腹黒王子に秘密を握られました
「あの柿を食べることもないんだなぁと思うと、寂しいです。子供の頃から毎年楽しみにしてたんですよ。新しい持ち主さんに渡ったら、切られちゃうかもしれませんね」
そう言いながら目を細める西村さん。
庭に立った立派な柿の木。
大きく広がった枝の先には、つやつやとした柿がなっていた。
「あれ、甘柿なんですね」
「けっこう甘くて美味しいんですよ。よかったら食べてみます? マンションの両親にも持って行ってあげようかな。この柿が食べれられるのも、今年が最後だし」
そう言いながら、立ち上がり庭に続く掃出し窓へと近づく。
すると気配に気づいた柴崎くんがこちらを振り返った。
「どうしたんですか?」
「柿を取ろうかと思って。
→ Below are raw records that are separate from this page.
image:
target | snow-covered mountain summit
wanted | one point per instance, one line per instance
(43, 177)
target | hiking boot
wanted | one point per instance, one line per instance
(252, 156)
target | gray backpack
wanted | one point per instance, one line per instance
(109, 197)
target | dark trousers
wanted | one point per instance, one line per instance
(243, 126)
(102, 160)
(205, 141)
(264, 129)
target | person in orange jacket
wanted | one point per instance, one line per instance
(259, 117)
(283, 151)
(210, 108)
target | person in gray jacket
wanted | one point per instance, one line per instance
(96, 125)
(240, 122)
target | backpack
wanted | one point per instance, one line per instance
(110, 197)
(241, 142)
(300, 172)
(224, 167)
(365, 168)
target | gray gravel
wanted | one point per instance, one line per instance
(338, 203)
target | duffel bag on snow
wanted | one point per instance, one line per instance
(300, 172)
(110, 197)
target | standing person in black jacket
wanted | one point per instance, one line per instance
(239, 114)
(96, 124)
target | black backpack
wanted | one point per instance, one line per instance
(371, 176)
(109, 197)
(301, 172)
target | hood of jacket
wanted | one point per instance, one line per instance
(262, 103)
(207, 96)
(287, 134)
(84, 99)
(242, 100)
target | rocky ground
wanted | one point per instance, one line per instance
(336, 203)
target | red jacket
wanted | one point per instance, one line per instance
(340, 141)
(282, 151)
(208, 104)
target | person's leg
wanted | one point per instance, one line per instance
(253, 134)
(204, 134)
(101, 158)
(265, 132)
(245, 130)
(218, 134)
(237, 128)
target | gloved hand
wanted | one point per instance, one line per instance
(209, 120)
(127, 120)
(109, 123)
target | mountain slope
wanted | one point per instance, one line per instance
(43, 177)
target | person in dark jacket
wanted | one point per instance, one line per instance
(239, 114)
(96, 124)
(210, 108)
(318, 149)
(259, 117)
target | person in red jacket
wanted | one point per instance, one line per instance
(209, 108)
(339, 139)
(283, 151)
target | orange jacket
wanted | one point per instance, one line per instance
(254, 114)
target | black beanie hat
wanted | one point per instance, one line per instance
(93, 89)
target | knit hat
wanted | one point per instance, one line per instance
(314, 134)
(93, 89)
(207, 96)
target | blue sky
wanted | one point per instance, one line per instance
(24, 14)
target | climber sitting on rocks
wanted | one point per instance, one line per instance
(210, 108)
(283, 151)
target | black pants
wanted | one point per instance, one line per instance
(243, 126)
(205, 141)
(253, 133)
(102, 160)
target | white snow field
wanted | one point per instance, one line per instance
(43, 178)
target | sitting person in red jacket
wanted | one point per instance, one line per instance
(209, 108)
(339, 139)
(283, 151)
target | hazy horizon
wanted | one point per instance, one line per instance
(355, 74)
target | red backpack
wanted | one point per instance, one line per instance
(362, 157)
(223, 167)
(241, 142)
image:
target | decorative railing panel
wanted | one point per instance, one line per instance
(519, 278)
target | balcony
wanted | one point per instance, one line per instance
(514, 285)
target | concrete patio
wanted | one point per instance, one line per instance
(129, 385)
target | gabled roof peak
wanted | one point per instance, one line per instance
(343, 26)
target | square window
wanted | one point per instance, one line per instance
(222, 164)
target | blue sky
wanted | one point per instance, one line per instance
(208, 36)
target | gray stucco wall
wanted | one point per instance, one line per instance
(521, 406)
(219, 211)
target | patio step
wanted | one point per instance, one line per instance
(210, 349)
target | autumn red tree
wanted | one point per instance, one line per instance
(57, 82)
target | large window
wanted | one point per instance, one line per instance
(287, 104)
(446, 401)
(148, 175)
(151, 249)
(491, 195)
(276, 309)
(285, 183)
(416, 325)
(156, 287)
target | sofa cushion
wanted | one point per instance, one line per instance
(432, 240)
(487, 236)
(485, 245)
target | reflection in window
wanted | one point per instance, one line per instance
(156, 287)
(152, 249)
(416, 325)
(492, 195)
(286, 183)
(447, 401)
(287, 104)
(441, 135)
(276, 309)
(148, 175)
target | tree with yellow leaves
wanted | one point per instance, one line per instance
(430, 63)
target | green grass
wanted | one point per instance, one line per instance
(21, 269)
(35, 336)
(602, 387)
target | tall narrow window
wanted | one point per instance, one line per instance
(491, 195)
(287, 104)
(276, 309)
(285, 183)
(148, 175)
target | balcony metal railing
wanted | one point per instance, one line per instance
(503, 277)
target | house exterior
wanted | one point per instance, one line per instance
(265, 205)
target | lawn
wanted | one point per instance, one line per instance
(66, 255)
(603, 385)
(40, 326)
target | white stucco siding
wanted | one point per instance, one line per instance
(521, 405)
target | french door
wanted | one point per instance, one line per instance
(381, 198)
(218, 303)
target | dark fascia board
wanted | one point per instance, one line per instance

確か物置に高枝ばさみがあったはずなので……」
「じゃあ、俺登って取りますよ」
西村さんの言葉を最後まで聞く前に、柴崎くんは立ち上がり、柿の木に手をかけた。
「あ……」
声をかける暇もなく、ひょいひょいと木に登る柴崎くん。
小柄な彼はまるで身軽な猿のようだ。
「ちょっと、柴崎くん!」
あっという間に高い場所まで登ってしまった柴崎くんに、慌てて私は声をかける。
「危ないから、降りてきて!」
「大丈夫ですよー。俺運動神経いいほうだし」
運動神経の問題じゃないんだよっ!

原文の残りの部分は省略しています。